L’Austria, la Svizzera, la Cecoslovacchia che vantavano fortissime rappresentative negarono la loro adesione accampando il rifiuto da parte delle società a pagare gli stipendi ai giocatori selezionati, l’Italia che aveva appena riportato la Coppa Internazionale vincendo a Budapest per 5-0, non partecipò alla spedizione con ciò innescando una velocissima polemica con i dirigenti uruguaiani che finirà solamente nel secondo dopoguerra.
La federazione italiana non chiarì le ragioni della propria defezione e malignamente la stampa latino-americana scriverà che l’accaduto era da imputare al timore di possibili reazioni al saccheggio che le nostre società stavano tramando ai danni di quel calcio con la comoda trappola della «doppia nazionalità». L’Inghilterra era fuori dalla FIFA fin dal congresso di Amsterdam per la solita disputa fra dilettantismo e professionismo, e non prese nemmeno in considerazione l’eventualità della partecipazione. Gli assenti, come sempre succede, ebbero torto, la manifestazione riscontrò un grande successo finanziario e sportivo, ma lasciò l’antipatico strascico della rappresaglia. Alle successive edizioni del ’34 e del ’38 la federazione uruguaiana ripagò gli organizzatori con la stessa moneta…

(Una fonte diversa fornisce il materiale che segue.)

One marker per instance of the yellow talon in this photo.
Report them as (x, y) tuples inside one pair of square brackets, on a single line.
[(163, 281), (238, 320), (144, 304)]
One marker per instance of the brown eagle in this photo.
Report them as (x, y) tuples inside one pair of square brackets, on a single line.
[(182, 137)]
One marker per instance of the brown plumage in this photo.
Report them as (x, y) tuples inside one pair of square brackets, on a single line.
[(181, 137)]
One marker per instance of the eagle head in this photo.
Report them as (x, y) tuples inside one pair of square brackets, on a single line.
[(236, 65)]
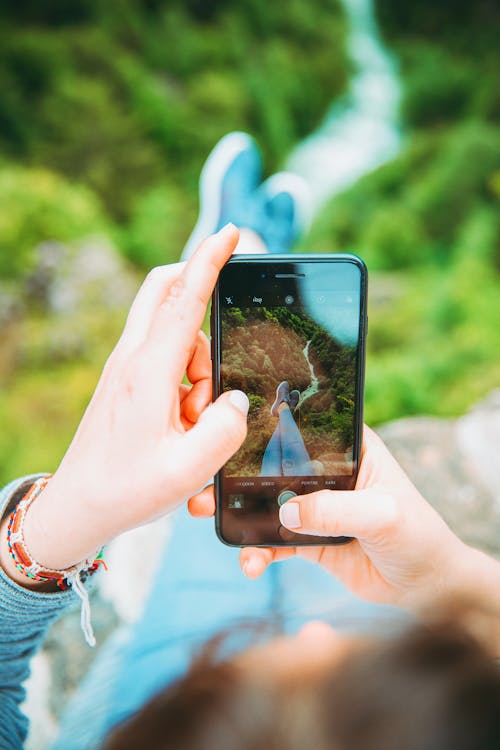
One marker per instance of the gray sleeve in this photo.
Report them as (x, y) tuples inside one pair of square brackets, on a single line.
[(24, 618)]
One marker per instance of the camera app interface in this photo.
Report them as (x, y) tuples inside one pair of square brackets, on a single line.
[(290, 342)]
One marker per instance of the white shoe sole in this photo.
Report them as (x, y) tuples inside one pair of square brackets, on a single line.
[(211, 177)]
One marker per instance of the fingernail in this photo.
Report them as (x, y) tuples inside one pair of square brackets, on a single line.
[(240, 401), (225, 229), (290, 515)]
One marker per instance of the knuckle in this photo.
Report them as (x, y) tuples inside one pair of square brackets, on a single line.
[(321, 518), (391, 513), (158, 272)]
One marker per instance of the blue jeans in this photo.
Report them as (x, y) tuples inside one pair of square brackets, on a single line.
[(198, 592), (286, 454)]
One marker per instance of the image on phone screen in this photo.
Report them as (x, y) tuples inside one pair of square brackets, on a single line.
[(289, 337)]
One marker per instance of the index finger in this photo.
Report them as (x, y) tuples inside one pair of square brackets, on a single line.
[(179, 317)]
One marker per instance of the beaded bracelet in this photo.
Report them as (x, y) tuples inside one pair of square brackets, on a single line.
[(73, 577)]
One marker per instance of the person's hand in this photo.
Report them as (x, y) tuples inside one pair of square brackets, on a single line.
[(147, 441), (403, 552)]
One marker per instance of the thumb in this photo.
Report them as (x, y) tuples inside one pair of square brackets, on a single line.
[(219, 432), (365, 514)]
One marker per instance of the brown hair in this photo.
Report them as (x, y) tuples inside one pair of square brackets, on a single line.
[(432, 688)]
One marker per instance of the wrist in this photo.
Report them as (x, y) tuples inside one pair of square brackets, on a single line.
[(55, 532)]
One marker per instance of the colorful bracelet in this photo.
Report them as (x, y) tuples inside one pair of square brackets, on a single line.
[(73, 577)]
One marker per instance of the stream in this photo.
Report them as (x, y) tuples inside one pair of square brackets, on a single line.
[(361, 131), (313, 387)]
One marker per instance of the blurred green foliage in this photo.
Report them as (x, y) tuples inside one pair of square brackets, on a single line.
[(428, 223), (39, 205), (108, 111), (128, 97)]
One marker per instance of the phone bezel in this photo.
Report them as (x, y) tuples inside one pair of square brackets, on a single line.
[(215, 328)]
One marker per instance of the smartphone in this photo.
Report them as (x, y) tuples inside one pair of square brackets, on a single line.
[(289, 331)]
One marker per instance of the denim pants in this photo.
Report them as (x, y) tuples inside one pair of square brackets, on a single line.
[(286, 454), (198, 592)]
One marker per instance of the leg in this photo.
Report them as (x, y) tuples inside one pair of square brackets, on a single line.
[(199, 591), (271, 460), (295, 458)]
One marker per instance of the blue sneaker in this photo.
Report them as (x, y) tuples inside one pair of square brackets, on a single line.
[(284, 211), (228, 182), (277, 210), (293, 399)]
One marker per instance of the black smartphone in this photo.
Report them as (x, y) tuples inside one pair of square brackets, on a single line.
[(289, 331)]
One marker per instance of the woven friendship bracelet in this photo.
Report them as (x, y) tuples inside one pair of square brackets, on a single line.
[(73, 576)]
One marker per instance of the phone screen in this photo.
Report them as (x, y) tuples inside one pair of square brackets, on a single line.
[(290, 334)]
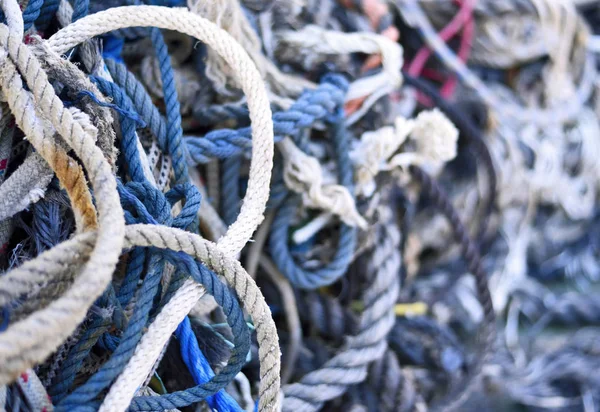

A bordo del «Conte Verde» rumeni, francesi e belgi, (gli slavi navigavano con il «Florida» salpato da Marsiglia) viaggiavano in compagnia di Jules Rimet e dei delegati della FIFA. Il Presidente teneva nella cassaforte di bordo la Coppa opera dell’orafo francese Abel Lafleur. Il trofeo raffigurava una vittoria alata con le braccia alzate che reggevano una tazza. 1800 grammi d’oro massiccio interamente cesellato, una trentina di cm. d’altezza, l’oggetto d’arte era costato una cifra molto vicina ai cinquanta milioni di oggi. A bordo c’era il grande tenore Chaliaplin, che rifiutò di intrattenere i passeggeri per i festeggiamenti del passaggio dell’Equatore: «Se fossi un ciabattino vorreste forse che suolassi le vostre scarpe gratis? E’ la stessa cosa, gratis non canto». I calciatori si allenavano sui ponti di bordo spedendo una infinità di palloni in mare e importunando i passeggeri che imprecavano irati «contro» quei pazzi che giocavano piuttosto di lavorare. Bella gioventù!